The most immediate approach to EU restrictive measures is to examine the positive law provisions applicable to restrictive measures in the EU treaties. Title IV of the Treaty on the Functioning of the European Union (TFEU), “Restrictive measures”, is the first recognition of the expression in the Union’s primary law. Its single article states:

  • 1. Where a decision, adopted in accordance with Chapter 2 of Title V of the Treaty on European Union, provides for the interruption or reduction, in part or completely, of economic and financial relations with one or more third countries, the Council, acting by a qualified majority on a joint proposal from the High Representative of the Union for Foreign Affairs and Security Policy and the Commission, shall adopt the necessary measures. It shall inform the European Parliament thereof.
  • 2. Where a decision adopted in accordance with Chapter 2 of Title V of the Treaty on European Union so provides, the Council may adopt restrictive measures under the procedure referred to in paragraph 1 against natural or legal persons and groups or non-State entities.
  • 3. The acts referred to in this Article shall include necessary provisions on legal safeguards.

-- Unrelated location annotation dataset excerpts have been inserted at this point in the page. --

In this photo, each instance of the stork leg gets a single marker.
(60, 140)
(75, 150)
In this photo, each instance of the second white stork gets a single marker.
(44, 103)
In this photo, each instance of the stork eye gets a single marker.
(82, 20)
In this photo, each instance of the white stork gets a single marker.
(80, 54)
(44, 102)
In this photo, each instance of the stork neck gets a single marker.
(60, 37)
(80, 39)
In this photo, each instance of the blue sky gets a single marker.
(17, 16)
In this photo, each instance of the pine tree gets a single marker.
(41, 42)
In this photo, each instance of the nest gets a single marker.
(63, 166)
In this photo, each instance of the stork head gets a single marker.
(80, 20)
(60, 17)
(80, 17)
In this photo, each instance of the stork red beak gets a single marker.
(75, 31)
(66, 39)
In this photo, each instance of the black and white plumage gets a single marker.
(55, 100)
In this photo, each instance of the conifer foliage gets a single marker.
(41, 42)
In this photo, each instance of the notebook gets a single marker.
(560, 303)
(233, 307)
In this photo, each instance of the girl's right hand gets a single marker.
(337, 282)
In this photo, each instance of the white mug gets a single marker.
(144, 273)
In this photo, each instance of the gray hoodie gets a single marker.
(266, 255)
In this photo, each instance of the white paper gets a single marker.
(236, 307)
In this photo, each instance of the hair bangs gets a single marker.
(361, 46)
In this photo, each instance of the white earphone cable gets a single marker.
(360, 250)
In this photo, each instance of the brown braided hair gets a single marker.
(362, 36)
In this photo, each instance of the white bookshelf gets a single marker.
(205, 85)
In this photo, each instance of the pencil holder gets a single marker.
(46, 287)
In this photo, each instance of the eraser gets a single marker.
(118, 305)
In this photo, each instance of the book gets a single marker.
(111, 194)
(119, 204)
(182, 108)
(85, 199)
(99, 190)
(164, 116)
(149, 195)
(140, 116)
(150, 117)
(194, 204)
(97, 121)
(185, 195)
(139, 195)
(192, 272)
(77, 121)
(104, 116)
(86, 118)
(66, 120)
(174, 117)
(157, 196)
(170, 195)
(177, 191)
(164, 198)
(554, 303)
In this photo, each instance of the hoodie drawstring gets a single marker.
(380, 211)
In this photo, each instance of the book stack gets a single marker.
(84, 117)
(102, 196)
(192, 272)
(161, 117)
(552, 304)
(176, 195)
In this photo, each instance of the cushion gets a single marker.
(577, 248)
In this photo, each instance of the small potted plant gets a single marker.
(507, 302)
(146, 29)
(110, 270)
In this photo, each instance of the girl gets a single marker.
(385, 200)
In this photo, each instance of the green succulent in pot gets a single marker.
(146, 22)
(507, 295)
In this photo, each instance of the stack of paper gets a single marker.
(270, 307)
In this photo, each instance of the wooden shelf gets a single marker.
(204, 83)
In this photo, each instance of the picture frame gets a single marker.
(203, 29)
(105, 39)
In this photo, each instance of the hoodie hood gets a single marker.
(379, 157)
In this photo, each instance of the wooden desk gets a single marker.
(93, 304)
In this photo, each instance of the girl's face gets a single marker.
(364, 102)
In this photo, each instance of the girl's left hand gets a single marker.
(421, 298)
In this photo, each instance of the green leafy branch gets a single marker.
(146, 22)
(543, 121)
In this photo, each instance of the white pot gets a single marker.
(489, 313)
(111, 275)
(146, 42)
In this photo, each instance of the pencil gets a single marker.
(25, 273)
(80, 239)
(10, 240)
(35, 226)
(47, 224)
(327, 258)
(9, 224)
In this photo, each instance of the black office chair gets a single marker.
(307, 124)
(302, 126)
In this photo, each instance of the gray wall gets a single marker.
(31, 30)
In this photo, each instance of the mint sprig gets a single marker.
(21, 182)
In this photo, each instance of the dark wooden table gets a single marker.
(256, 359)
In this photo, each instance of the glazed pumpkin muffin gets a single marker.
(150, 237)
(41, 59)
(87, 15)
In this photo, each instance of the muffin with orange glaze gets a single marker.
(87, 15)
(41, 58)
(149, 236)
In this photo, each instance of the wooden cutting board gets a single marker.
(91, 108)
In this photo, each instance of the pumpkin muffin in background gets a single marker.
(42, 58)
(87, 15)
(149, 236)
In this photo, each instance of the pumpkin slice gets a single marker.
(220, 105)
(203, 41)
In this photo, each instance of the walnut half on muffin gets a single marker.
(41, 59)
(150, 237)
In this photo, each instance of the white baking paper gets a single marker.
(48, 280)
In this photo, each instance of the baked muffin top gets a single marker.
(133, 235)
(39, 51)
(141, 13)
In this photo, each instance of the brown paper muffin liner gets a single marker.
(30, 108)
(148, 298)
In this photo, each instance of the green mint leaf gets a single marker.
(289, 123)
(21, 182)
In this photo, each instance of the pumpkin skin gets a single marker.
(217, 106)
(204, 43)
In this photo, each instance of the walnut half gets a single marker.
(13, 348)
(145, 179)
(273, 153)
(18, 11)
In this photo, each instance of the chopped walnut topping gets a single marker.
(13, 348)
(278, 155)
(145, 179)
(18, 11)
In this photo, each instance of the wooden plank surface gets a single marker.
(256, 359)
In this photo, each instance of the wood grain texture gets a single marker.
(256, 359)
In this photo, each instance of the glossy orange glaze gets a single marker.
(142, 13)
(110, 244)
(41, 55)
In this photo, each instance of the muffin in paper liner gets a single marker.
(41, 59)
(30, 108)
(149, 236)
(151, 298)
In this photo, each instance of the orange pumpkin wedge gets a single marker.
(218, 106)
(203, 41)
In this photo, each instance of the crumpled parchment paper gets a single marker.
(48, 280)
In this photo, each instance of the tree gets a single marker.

This article, which entered into force on 1 December 2009 with the Lisbon Treaty, is the most recent codification of the European Union’s practice in this field and is also the most elaborate version. The provisions of Article 215 of the TFEU reveal two elements for the definition of EU restrictive measures. Formally, restrictive measures are adopted through a decision taken within the framework of the EU

Common Foreign and Security Policy (CFSP),[1]as indicated by the reference in paragraphs 1 and 2 to the adoption of a decision “in accordance with Chapter 2 of Title V of the Treaty on European Union”. They are then implemented within the framework of the Union according to its competences, following the procedure described at the end of paragraph 1. In material terms, restrictive measures cover cases where it has been decided to terminate or reduce the Union’s economic relations with a third country, or to impose certain constraints on individuals.' Restrictive measures are therefore instruments that the European Union uses exclusively in the context of its external relations.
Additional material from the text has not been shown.